# Given the balanced ionic equation representing a reaction below. In this reaction, where are electrons transferred from?

Jun 10, 2017

This is a redox reaction in which electrons are formally transferred....

#### Explanation:

$\text{Oxidation reaction}$

$M g \rightarrow M {g}^{2 +} + 2 {e}^{-}$ $\left(i\right)$

$\text{Reduction reaction}$

$A {l}^{3 +} + 3 {e}^{-} \rightarrow A l$ $\left(i i\right)$

And we cross multiply the individual redox equations so that electrons are absent from the final redox equation, i.e. $3 \times \left(i\right) + 2 \times \left(i i\right) = \ldots \ldots \ldots . .$

$3 M g + 2 A {l}^{3 +} + \cancel{6 {e}^{-}} \rightarrow 2 A l + 3 M {g}^{2 +} + \cancel{6 {e}^{-}}$

And finally.............

$3 M g + 2 A {l}^{3 +} \rightarrow 2 A l + 3 M {g}^{2 +}$

Jun 10, 2017

The electrons are transferred from the magnesium metal solid to the Aluminum ions

#### Explanation:

The Aluminum is reduced as it charge goes from + 3 to zero, as the Al gains electrons. That means the charge or oxidation number of aluminum goes down. The Aluminum acts as an oxidizing agent in this reaction.

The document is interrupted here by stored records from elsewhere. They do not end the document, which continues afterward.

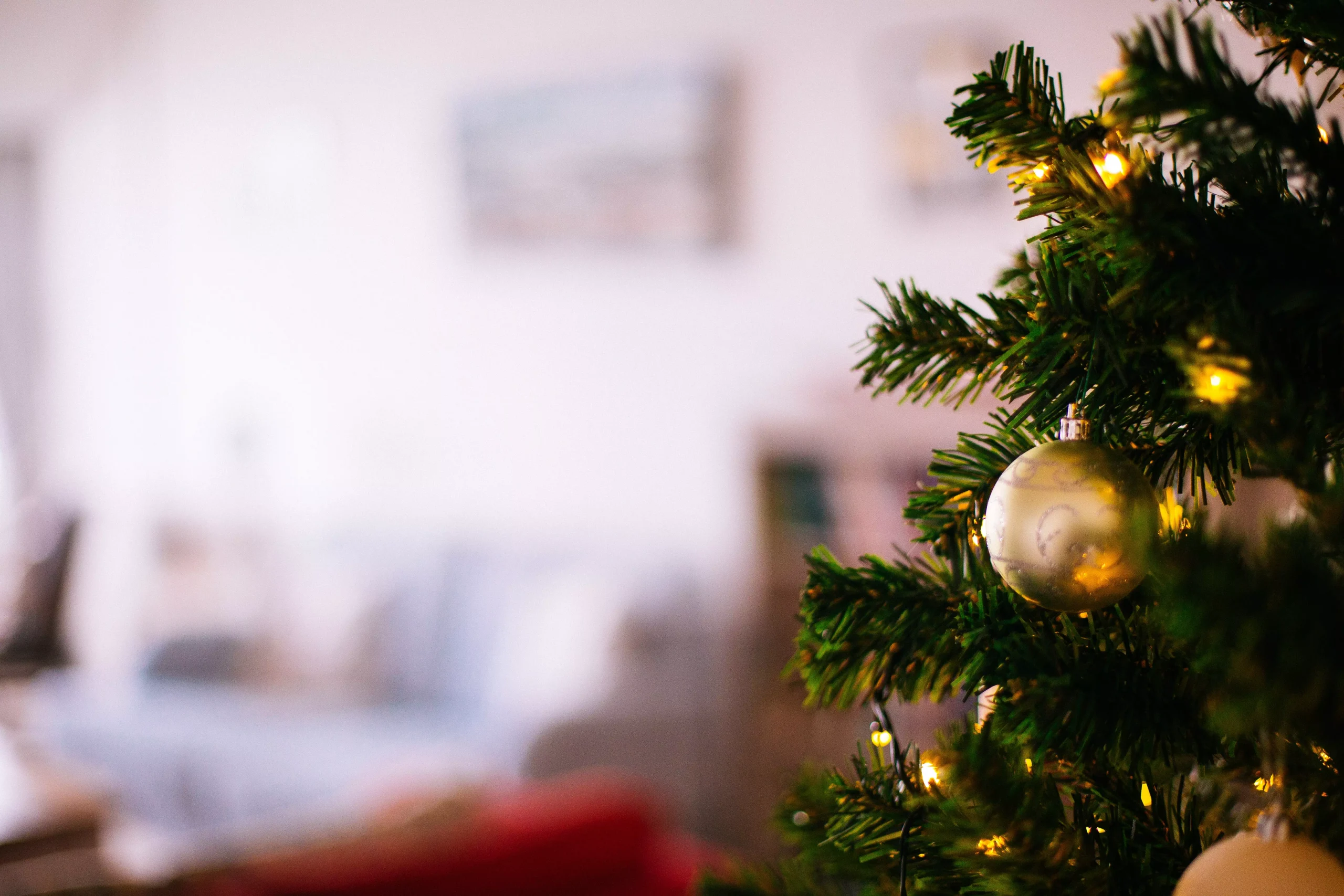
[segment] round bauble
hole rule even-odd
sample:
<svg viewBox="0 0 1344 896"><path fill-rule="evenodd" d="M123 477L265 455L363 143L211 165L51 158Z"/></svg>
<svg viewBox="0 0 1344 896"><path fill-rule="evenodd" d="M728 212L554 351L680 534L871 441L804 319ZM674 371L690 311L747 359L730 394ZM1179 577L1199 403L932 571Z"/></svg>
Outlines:
<svg viewBox="0 0 1344 896"><path fill-rule="evenodd" d="M1148 575L1157 494L1120 451L1078 438L1046 442L999 477L981 535L1021 596L1050 610L1099 610Z"/></svg>
<svg viewBox="0 0 1344 896"><path fill-rule="evenodd" d="M1243 833L1200 853L1172 896L1344 896L1344 866L1306 837Z"/></svg>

The Magnesium is oxidized as it charge goes from zero to +2 . The magnesium has lost electrons. This causes the charge or oxidation number magnesium to become more positive. The Magnesium acts as a reducing agent in this reaction.

Electrons are transferred from the Magnesium solid to the Aluminum ion.